ONE THING TO ANOTHER

When I was younger, there wasn't enough iron in my blood. I drank it out of a medicine bottle, and I breathed with a machine in the kitchen. I sit at the table and I ask Mom how much time is left using only vowels and H's. The refrigerator clicks on, hums for a while, and stops. My breathing has a harmony inside.

My brother Ari dances in the yellow light of the kitchen. There's nothing from outside in here. He has my mom's straight black hair. I don't look like anybody yet. I'm still growing out of my dad and into my mom and the hair is still blond on my head and my arms. Everyone in the world has a pony tail except for me. I am the only person breathing. She watches me breathe, and I see, now that I've seen something break, that she is looking for cracks. She has her hands flat on the table. They're just as good there until breakfast tomorrow. I have a venus fly trap in the window above the sink. Mom can't do a thing.

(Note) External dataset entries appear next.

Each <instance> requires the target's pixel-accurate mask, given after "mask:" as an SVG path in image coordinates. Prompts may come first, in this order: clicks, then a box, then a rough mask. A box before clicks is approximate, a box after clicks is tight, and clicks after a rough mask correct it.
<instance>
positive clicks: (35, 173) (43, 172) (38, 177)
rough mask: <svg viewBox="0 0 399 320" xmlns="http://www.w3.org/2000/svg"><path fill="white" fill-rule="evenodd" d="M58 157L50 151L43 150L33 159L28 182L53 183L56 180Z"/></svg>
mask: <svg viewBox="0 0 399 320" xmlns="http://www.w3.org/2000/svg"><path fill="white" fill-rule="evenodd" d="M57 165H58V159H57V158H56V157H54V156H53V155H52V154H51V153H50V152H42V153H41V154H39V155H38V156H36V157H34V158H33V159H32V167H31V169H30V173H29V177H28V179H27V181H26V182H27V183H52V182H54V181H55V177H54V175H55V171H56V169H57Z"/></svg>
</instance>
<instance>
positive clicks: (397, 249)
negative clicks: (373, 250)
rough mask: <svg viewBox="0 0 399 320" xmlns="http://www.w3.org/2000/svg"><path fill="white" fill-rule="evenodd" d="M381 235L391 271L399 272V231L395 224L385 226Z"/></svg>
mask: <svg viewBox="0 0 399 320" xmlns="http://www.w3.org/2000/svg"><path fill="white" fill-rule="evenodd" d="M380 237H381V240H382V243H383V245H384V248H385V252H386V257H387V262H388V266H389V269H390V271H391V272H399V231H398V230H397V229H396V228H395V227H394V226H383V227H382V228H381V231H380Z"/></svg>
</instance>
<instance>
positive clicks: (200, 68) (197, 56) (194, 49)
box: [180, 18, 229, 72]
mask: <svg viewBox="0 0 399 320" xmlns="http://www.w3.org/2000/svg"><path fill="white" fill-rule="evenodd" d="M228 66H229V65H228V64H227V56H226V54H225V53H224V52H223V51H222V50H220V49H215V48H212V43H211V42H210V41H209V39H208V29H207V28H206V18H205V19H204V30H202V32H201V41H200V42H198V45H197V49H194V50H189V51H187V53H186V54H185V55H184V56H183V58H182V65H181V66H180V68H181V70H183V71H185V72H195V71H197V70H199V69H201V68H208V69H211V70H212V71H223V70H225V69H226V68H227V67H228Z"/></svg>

Ari dances in the yellow light because I'll laugh, he's a rodeo clown, and I'm everybody else. Mom tells him to stop because she knows he can make me laugh until something bad happens. She has seen me vomit over a dinner plate and start laughing again. He stops. Mom goes back to listening and watching me breathe, like diagnosing a car. The blue jays that come to the house are Sparky and Starbuck. Dad names the dogs, Meatloaf, Moose, and Leo the late bloomer. Ari is a lion. I am Remembering God for His Gift. I was hard to come by. We haggled over the price of iron. Now, I assume my blood, a reinforced alloy, and my curly hair.